L’inchiesta, coordinata dal Procuratore Carmelo Zuccaro e dall’aggiunto Agata Sansonocito nonché dai sostituti Fabio Regolo e Fabio Saponara, aveva assunto ad esame le indagini condotte dal Nucleo della Guardia di Finanza di Catania che svolge funzioni di Polizia Economica-Finanziaria. La Corte dei Conti regionale della Sicilia, a seguito del ricevimento degli atti d’inchiesta, ha condannato Enzo Bianco al pagamento di 48mila euro da corrispondere a titolo di risarcimento al Comune. La Corte ha disposto per lui anche l’interdittiva legale per un decennio, misura avverso la quale è stato presentato ricorso. La medesima misura ha raggiunto anche i Revisori dei conti, per i quali invece il lasso di tempo disposto è pari a cinque anni. Quanto agli assessori, le condanne vanno dai 14mila euro ai 51mila. Per tutte le posizioni è stato presentato ricorso per impugnazione, che è pendente.

LA CONDANNA DI POGLIESE

A gennaio 2021 era stato anche condannato Salvo Pogliese, l’attuale sindaco di Catania, dai Giudici della terza sezione del Tribunale di Palermo che avevano motivato severamente la sentenza del 22 luglio 2020 nei confronti di Pogliese, al tempo dei fatti deputato regionale del Pdl (centrodestra) e oggi sindaco di Catania, confluito qualche anno addietro in FdI, il partito di cui è presidente Giorgia Meloni la quale nel 2019 l’ho nominò coordinatore regionale della Sicilia orientale di Fratelli d’Italia.

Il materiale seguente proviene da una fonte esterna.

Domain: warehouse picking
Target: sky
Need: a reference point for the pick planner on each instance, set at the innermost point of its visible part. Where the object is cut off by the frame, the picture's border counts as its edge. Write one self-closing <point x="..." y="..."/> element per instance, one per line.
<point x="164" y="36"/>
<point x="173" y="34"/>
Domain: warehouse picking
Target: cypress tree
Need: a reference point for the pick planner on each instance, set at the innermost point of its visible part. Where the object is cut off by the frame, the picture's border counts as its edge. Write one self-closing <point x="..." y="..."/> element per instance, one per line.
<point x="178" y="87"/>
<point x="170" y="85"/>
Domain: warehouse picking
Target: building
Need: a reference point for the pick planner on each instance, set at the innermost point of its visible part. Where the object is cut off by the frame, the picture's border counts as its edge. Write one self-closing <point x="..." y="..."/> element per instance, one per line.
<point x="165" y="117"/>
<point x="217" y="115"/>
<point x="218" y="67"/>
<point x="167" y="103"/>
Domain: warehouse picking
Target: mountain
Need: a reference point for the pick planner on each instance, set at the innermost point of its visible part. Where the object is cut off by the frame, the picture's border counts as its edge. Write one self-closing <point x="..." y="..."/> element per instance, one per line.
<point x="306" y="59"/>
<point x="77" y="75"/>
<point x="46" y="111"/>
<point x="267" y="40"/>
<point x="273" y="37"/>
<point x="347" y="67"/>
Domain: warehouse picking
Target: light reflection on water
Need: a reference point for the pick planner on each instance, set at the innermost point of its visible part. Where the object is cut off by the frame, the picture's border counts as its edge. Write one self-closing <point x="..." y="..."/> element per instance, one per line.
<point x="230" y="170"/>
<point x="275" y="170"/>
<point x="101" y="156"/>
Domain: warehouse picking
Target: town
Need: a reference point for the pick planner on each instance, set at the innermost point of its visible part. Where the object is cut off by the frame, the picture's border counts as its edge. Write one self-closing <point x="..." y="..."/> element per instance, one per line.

Il Collegio presieduto da Fabrizio La Cascia, con Giudici a latere Daniela Vascellaro e Elisabetta Stampacchia – a seguito alle indagini condotte dal Procuratore aggiunto Sergio Demontis e dal Sostituto Laura Siani prematuramente scomparsa e dei Finanzieri del Nucleo di polizia economico-finanziaria – ha depositato il 10 gennaio 2021 le motivazioni della sentenza che a luglio ha condanna a 4 anni e tre mesi il primo cittadino, accusato di peculato. Pogliese era stato sospeso per effetto della legge Severino, poi dopo il ricorso dei suoi legali a settembre 2020 a dicembre è stato reintegrato, poiché il Tribunale civile aveva accolto l’opposizione contro la sospensione. Nella sentenza, i Giudici ripercorrono tutte le spese fatte con i soldi dell’Assemblea regionale all’epoca in cui Pogliese era vice presidente del gruppo Pdl, dal 2008 al 2012: innanzitutto, 1.200 euro per lavori di ristrutturazione nello studio del padre. Poi 1.366,20 per una serie di regali in occasione del Natale 2010 (bottiglie di vino, panettoni, salami e prodotti gastronomici vari). Sono stati contestati anche 8.267,70 euro di alberghi per Pogliese e i familiari. L’allora deputato regionale aveva un rimborso anche per pranzi e cene, pure per la benzina. E, invece, rileva il Tribunale di Palermo, prese dal conto del gruppo parlamentare 6.221,80 euro per il vitto, 20.610,43 per il carburante. Pogliese ha ricorso in appello.

Adduso Sebastiano

(tutte le altre informazioni regionali le trovi anche su Vivicentro – Redazione Sicilia)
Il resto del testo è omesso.